Children with juvenile idiopathic arthritis (JIA) generally saw rheumatologists within the recommended wait times, a Canadian single-center study found.
Older patients waited longer, highlighting the need for better monitoring of this important measure of quality care in JIA, the researchers said.
The study, “Patient factors associated with waiting time to pediatric rheumatologist consultation for patients with juvenile idiopathic arthritis,” was published in the journal Pediatric Rheumatology.
Researchers at the University of Calgary’s Cumming School of Medicine assessed wait times at a pediatric rheumatology center, seeking to identify factors associated with longer wait times.

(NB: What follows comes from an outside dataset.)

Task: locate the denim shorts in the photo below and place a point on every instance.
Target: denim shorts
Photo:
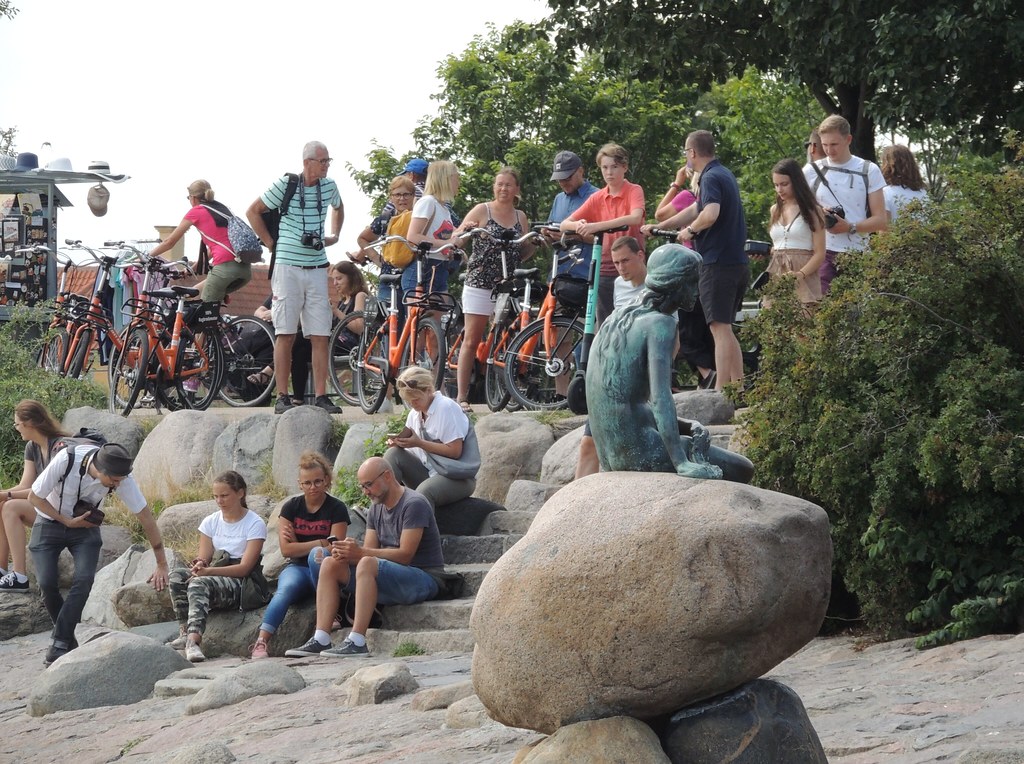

They collected data on 164 eligible patients enrolled in a pharmacogenetic study in Alberta between 2002 and 2018, including dates of referral and first rheumatology visits.
Of the total, 116 patients (71%) were female, and median age at diagnosis was 8. The most common disease subtype was oligoarticular JIA (75 patients, or 46%), with rheumatoid factor (RF)-negative polyarticular JIA found in 48 patients (29%), and sJIA in six (4%).
The median distance between a patient’s home and the clinic was 22.8 km (about 14 miles).
Median wait time was 22 days between referral and pediatric rheumatologist visit, with no differences across JIA subtypes.
Most sJIA cases (67%) met the benchmark of seven days, with a median wait time of 1.5 days. Other JIA types also had high rates of benchmark adherence, namely RF-positive JIA (71%) and oligoarticular JIA (69%). In turn, fewer patients with psoriatic JIA (38%) and enthesitis-related arthritis (45%) met the four-week benchmark.
“Overall, 62% of JIA cases were seen within the established WT [wait time] benchmarks,” the researchers wrote.
Longer wait times were significantly associated with older age, but not other variables such as sex, pain, or inflammation. This was also observed in a previous French study, which identified joint pain and the presence of enthesitis as other factors contributing to longer wait times, while inflammatory markers and joint swelling and limping were linked to shorter times.
“It is possible that younger patients with oligoarthritis present more frequently with knee arthritis and limping, which is readily identified,” the researchers said. “Older children may also be less likely to bring non-painful swollen joints to the attention of family and healthcare providers.”
The study’s limitations included the small numbers of patients in some JIA categories, lack of information about symptom onset, and lack of ethnic diversity (72% of patients were Caucasian), which collectively may have affected data significance and extrapolation to other communities.
“While the median WTs for patients with JIA in this study met the national benchmarks, 38% of patients still experienced longer WTs for appointments indicating additional work needs to be done to improve access to pediatric rheumatology care,” the scientists said.